I have to say if this matrix is diagonalizable on the real numbers:
$$A=\begin{pmatrix}0 & 0 & 1 \\ 0 & 1 & 2 \\ 1 & 2 & 0 \\ \end{pmatrix} \ \ \ \ \ \ A\in \mathbb{R}^{3x3} $$
So i calculated the characteristic polynomial of $A$ as:
$$P(\lambda)=\det(A-\lambda I)=\begin{vmatrix}-\lambda & 0 & 1 \\ 0 & 1-\lambda & 2 \\ 1 & 2 & -\lambda \\ \end{vmatrix}=-\lambda^3+\lambda^2+5\lambda-1$$
Now to go on i needed to solve the equation $-\lambda^3+\lambda^2+5\lambda-1=0$ for $\lambda$ to get the eigenvalues of $A$, which i wasn't able to do by hand, so plugged the equation into WolframAlpha to see the intermediate steps, but they are insane! (See the equation on WolframAlpha)
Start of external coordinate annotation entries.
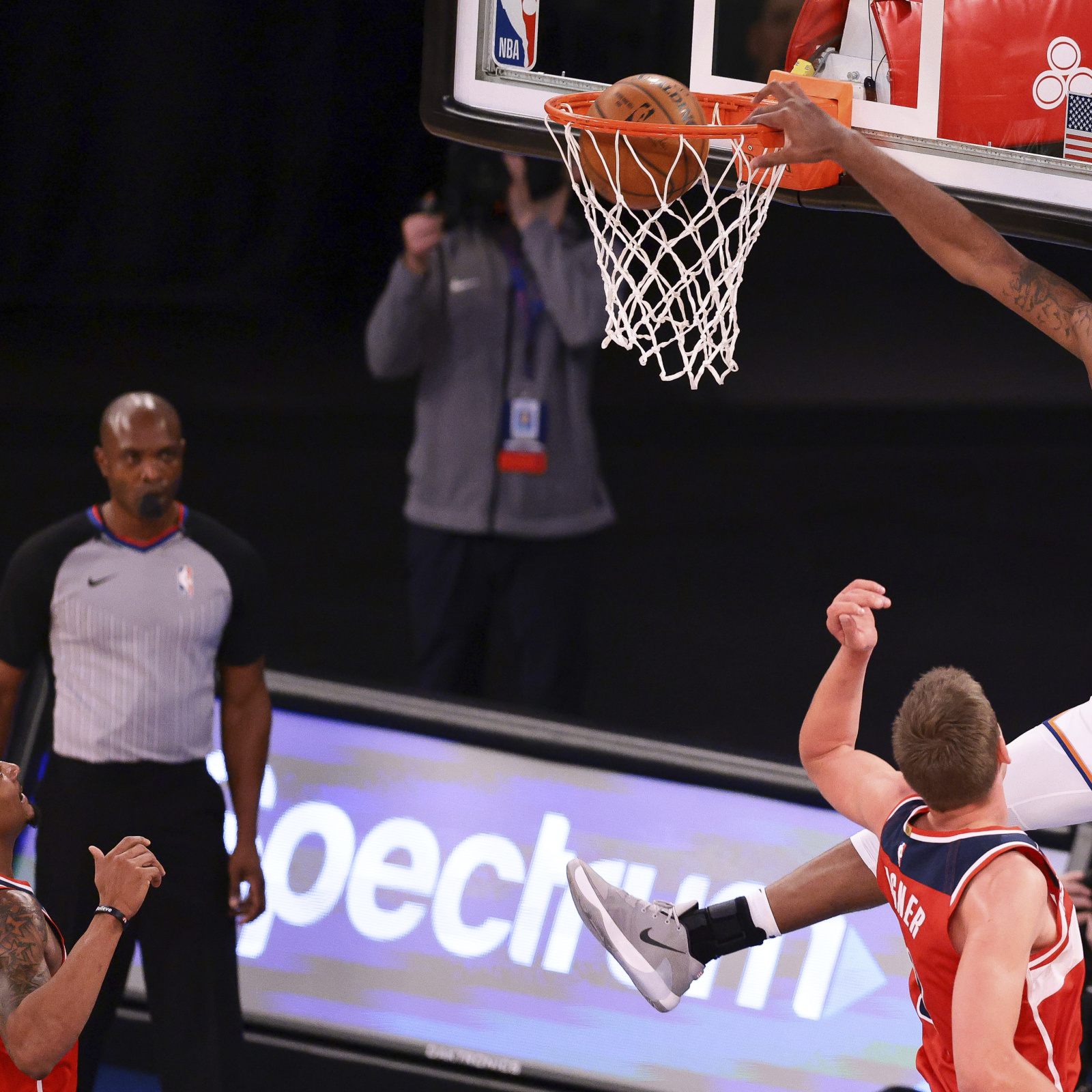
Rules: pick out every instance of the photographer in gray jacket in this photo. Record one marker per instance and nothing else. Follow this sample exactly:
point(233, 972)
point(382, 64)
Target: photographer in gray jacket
point(497, 306)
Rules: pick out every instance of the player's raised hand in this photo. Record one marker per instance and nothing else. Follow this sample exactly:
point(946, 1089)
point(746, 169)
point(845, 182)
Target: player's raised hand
point(125, 874)
point(811, 134)
point(850, 617)
point(422, 233)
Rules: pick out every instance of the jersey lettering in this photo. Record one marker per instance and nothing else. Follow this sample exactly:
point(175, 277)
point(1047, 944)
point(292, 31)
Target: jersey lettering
point(923, 874)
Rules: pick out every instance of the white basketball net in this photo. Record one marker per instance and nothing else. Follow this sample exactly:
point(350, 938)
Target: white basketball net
point(672, 273)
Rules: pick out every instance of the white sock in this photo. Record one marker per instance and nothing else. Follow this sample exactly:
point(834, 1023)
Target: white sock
point(762, 915)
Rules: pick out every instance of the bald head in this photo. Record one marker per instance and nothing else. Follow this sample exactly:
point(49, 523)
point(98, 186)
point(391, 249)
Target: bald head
point(140, 407)
point(140, 455)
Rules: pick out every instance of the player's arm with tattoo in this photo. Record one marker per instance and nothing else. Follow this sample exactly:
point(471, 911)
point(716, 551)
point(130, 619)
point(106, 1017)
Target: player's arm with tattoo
point(42, 1017)
point(960, 242)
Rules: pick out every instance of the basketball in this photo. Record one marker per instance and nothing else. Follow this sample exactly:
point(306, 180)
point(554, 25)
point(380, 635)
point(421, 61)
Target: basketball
point(649, 172)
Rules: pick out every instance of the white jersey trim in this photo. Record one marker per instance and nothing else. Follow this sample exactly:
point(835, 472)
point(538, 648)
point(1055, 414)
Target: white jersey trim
point(1046, 980)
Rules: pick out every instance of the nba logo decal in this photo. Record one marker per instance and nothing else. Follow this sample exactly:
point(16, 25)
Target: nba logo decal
point(186, 581)
point(516, 33)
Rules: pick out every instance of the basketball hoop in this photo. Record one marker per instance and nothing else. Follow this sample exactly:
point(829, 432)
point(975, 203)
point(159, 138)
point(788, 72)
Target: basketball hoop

I think i must be missing something because i should be able to solve this exercise in 3 minutes, since it comes from a linear algebra test made of 10 questions that has to be done in 30 minutes.
Can anyone help?
Every symmetric matrix is diagonalizable.
Alternatively it suffices to show that the characteristic polynomial of $A$ is of the form $p_{A}(\lambda) = -(\lambda - r_1)(\lambda - r_2)(\lambda - r_3)$ where $r_i$ are distinct.
In our case $p_{A}(\lambda)=-\lambda^3+\lambda^2+5\lambda-1$. Now, $p_{A}(0)=-1,p_{A}(1)=4$. By the Intermediate Value Theorem $p_A$ has at least one root in each of the intervals $(-\infty,0), (0,1),(1,\infty) $, and since $p_A$ has degree $3$, $p_A$ has distinct roots.